Proteins play vital roles in the proper functioning of all biological systems. It has become a consensus in the field of biochemistry that protein function, structure and dynamics are closely related, among which the dynamics holds the key to understand how protein structure ultimately determines its biological functions. This dissertation tries to thoroughly investigate protein conformation dynamics and local hydration dynamics at the most fundamental level with state-of-the-art femtosecond lasers and molecular biology techniques.
Conformational fluctuations occur on many timescales, yet it is the ultrafast dynamics that are still not well understood. Using a single intrinsic tryptophan as the local optical probe, we strived to develop optical techniques that would allow one to see in real time ultrafast protein conformational dynamics. We choose horse heart cytochrome c (Cyt c) as a model system to investigate the local environmental conformational changes in the vicinity of both the tryptophan and heme.

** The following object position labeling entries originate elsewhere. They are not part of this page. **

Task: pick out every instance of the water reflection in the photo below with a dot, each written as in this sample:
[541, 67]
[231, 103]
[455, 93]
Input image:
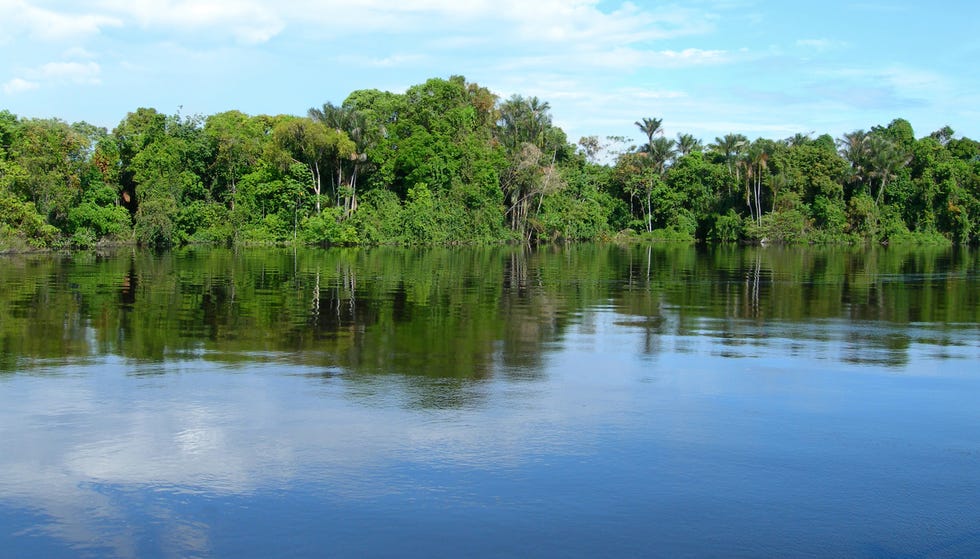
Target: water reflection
[581, 400]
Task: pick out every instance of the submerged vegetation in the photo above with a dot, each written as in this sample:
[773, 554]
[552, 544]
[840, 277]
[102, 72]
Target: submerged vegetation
[449, 162]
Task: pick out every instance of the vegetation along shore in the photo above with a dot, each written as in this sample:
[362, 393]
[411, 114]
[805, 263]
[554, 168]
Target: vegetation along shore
[450, 162]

By utilizing ultrafast transient absorption to observe the absorption change of the ground-state of heme or tryptophan due to environmental response of the protein after perturbation, also
known as the Stark effect, we observed, upon photolysis of the methionine-Fe bond, a proteinquake on the ultrafast regime.

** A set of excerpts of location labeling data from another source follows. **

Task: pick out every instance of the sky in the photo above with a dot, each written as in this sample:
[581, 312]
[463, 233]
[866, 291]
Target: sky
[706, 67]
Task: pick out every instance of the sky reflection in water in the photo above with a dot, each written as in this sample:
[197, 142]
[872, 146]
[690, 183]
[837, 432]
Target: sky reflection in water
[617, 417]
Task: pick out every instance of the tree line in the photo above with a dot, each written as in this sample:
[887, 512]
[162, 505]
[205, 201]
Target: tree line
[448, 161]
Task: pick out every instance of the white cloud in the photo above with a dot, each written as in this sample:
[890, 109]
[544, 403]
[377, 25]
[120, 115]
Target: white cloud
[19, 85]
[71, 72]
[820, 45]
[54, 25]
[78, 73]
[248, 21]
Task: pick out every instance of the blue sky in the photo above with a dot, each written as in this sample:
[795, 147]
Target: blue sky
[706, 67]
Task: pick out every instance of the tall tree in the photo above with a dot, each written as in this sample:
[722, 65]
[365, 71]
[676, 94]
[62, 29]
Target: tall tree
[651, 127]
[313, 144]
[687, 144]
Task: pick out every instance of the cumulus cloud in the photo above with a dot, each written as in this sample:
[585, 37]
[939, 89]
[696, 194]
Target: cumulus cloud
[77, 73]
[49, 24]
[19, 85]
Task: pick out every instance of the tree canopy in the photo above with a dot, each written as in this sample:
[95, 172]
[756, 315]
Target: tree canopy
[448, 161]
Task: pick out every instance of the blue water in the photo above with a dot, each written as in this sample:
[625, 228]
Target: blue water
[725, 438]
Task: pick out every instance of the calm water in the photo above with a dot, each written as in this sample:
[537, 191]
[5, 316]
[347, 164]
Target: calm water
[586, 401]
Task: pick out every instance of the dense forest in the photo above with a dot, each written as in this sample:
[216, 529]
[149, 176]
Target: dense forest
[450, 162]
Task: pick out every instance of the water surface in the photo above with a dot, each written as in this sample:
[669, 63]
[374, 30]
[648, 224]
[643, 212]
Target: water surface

We also studied protein hydration dynamics, whose understanding has far-reaching implications relating to protein plasticity and recognition, protein folding and aggregation, and enzyme catalysis. With site-directed mutagenesis, tryptophan as a local optical probe was placed at desired positions on peptide or protein surfaces to detect environment response using the femtosecond-resolved fluorescence up-conversion technique and reveal hydration dynamics with single-residue resolution. Systematic studies are first performed in small model systems, such as α-helix, β-hairpin, and a 20-residue globular protein of ptryptophan-cage. They clearly show that a certain ordered, rigid water network has been formed even for simple secondary structures. And finally, as a large and flexible globular protein, calmodulin was chosen to map the global surface hydration dynamics, in its calcium free, calcium binding and in complexation with a target protein states. A series of water-network relaxations and coupled protein structural fluctuations has been observed. It is also elucidated that the protein solvation dynamics is highly correlated with its own conformational dynamics.